Hat die Kirche etwas gegen diesen Machtmissbrauch unternommen?
1890 veröffentlichte die Kongregation für die Bischöfe und die Ordensleute das Dekret Quemadmodum omnium rerum über das Thema der Gewissensauskunft, die Beichte und die Kommunion in den weiblichen und männlichen Orden.
Das Dokument garantierte die geistliche Freiheit der Personen gegenüber Übergriffen, die damals üblich waren. So war es damals beispielsweise nicht die Superiorin, sondern der Beichtvater, der die Entscheidung zu treffen hatte, ob eine Nonne häufiger kommunizieren durfte oder nicht.
Dieses Dekret wurde in Frankreich nicht gut aufgenommen und von den Oberen oft nicht angewendet, weil sie darin eine Gefahr für ihre Autorität sahen, und so blieb die Wirkung begrenzt.
Mit dem neuen Codex des Kirchenrechts, den Johannes Paul II. 1983 promulgierte, bekräftigte die Kirche die innere Freiheit der Person noch mehr, vor allem in dem, was sich auf die Beichte und geistliche Leitung bezieht, und zwar sowohl hinsichtlich der Bildung zum Priestertum in den Seminaren als auch hinsichtlich der religiösen Gemeinschaften.
Was ist beispielsweise in diesen Milieus vorgesehen?
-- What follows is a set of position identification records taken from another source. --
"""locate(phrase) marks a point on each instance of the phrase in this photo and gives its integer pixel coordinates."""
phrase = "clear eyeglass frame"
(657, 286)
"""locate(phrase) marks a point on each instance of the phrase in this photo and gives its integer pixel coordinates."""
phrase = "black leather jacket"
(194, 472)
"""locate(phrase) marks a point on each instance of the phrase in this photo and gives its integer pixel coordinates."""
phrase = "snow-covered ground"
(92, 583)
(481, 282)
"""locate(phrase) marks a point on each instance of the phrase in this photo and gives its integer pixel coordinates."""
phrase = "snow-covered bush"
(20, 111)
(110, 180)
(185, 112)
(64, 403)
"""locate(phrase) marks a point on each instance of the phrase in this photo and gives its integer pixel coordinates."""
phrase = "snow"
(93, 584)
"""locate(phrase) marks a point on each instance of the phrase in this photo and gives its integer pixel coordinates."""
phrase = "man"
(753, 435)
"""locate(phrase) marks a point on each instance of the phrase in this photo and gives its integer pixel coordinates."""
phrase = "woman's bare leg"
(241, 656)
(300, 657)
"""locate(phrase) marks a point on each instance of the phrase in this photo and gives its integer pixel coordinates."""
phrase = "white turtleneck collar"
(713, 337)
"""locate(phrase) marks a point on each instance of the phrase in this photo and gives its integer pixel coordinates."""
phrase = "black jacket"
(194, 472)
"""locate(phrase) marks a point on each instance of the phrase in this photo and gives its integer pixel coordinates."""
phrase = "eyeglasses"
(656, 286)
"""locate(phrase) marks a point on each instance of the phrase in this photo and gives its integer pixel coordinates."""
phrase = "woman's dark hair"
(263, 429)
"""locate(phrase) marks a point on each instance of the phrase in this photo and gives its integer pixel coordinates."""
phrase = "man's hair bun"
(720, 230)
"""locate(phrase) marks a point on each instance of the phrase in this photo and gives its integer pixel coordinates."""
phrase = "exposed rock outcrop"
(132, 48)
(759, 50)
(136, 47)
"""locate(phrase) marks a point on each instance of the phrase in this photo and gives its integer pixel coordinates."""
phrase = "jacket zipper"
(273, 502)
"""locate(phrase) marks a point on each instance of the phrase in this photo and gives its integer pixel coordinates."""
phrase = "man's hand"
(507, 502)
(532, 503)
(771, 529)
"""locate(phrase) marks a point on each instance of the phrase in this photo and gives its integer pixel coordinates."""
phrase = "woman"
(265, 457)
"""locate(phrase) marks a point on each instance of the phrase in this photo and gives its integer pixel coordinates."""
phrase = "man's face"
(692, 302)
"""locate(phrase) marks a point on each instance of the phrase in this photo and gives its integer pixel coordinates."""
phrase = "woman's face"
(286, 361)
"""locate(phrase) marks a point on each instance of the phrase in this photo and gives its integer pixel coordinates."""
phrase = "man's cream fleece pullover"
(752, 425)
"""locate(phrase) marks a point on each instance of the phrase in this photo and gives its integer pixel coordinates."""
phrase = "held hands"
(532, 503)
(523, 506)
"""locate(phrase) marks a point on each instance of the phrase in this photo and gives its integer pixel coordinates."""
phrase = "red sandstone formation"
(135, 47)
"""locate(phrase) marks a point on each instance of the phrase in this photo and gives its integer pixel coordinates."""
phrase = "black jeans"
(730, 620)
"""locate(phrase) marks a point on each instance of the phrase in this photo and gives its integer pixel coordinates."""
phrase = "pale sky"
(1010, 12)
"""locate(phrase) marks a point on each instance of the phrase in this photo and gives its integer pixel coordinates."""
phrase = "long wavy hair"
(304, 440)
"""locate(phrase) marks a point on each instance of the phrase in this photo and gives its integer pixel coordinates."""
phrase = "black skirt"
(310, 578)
Beispielsweise, dass jeder seinen geistlichen Leiter frei wählen kann, dem gegenüber er vertrauensvoll sein Gewissen eröffnet (Can. 246,4).
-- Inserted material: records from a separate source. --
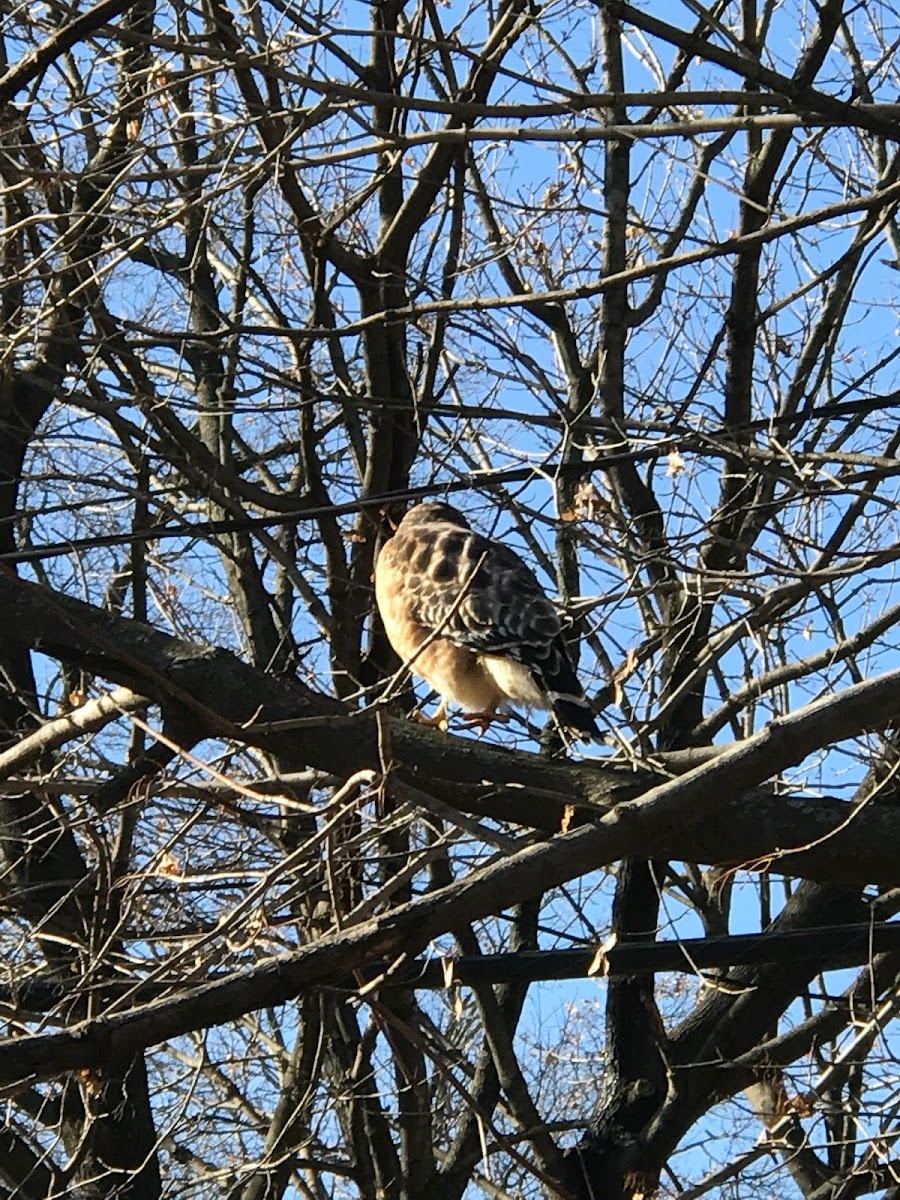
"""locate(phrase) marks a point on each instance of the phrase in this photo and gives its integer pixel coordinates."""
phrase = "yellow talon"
(438, 721)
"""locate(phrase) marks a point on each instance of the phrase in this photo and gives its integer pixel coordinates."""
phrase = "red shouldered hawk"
(468, 616)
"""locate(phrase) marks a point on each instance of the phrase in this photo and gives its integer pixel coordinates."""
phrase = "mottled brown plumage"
(467, 615)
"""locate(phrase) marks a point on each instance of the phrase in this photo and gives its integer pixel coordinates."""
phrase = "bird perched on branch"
(468, 616)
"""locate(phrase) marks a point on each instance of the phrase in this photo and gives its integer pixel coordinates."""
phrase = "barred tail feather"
(574, 714)
(565, 694)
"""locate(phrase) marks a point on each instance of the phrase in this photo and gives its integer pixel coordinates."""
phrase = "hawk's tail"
(565, 694)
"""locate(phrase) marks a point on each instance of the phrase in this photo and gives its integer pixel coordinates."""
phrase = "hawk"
(467, 615)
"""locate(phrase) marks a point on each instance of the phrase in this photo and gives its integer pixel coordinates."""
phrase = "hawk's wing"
(480, 595)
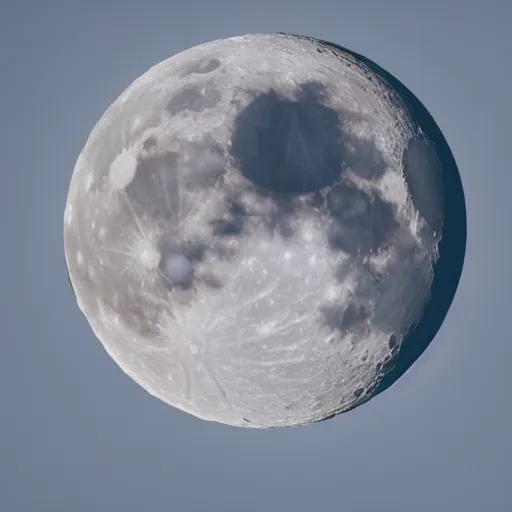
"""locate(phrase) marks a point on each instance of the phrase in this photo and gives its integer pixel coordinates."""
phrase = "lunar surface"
(253, 229)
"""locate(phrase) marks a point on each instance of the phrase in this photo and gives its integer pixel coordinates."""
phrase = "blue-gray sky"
(77, 434)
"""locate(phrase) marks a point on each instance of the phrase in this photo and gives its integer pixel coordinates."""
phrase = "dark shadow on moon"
(452, 247)
(289, 146)
(360, 224)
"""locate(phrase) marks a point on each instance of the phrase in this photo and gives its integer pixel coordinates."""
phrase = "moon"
(265, 231)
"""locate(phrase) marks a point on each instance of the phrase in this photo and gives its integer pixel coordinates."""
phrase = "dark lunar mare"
(452, 247)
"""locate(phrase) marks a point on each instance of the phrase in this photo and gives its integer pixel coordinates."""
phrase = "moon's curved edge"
(452, 246)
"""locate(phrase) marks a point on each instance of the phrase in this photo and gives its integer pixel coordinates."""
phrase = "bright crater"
(251, 230)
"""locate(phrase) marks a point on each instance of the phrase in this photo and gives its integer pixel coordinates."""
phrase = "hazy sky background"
(78, 435)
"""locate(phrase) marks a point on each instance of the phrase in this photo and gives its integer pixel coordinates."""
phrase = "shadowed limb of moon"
(452, 247)
(310, 135)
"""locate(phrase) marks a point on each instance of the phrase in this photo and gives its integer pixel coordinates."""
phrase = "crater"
(203, 66)
(289, 146)
(193, 99)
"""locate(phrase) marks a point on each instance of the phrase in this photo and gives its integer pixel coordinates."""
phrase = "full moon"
(265, 231)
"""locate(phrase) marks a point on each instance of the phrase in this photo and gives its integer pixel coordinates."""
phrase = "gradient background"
(77, 435)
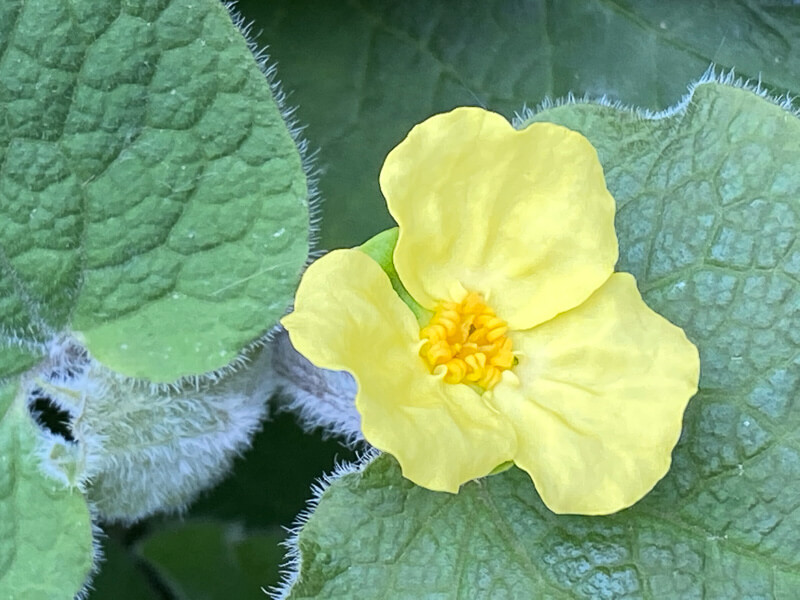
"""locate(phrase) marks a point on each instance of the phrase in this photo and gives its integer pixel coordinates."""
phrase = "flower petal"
(524, 217)
(601, 398)
(348, 317)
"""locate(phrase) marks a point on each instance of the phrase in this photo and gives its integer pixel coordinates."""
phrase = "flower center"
(469, 341)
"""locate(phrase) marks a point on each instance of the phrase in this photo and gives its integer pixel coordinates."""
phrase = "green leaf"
(363, 72)
(380, 248)
(152, 199)
(214, 561)
(708, 219)
(45, 529)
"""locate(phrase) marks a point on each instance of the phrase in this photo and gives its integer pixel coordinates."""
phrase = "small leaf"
(708, 217)
(145, 449)
(45, 529)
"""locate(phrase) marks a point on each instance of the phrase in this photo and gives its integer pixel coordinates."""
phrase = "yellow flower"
(534, 350)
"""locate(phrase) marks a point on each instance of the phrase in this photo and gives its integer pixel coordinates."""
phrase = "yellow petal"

In jedem Seminar muss es mindestens einen Geistlichen Leiter geben, und den Seminaristen ist die Freiheit zu überlassen, sich auch an andere Priester zu wenden, die vom Bischof dieses Amt übertragen bekommen haben (Can 239).
Abgesehen von den ordentlichen Beichtvätern des Seminars muss es gewöhnlich möglich sein, sich auch an andere Beichtväter zu wenden (···) und die Seminaristen müssen weitgehende Freiheit haben, sich an einen anderen Beichtvater zu wenden, innerhalb oder außerhalb des Seminars (Can. 240).
Niemals soll die Meinung des Geistlichen Leiters oder der Beichtväter (die ja durch das Beichtsiegel gebunden sind), eingeholt werden, wenn es darum geht, ob Seminaristen zum Priestertum zugelassen oder aber aus dem Seminar entfernt werden sollen, damit sie ihr Herz ohne Vorbehalte öffnen können.
Dieses Gesetzwerk ist grundlegend und muss in jedem Fall beachtet werden. Im Moment sind viele Jugendliche in einer Krise, weil sie solchen Missbräuchen zum Opfer gefallen sind. Auch im Bereich des Geweihten Lebens muss die Autorität der Kirche aufmerksam darüber wachen, dass so etwas nicht geschieht.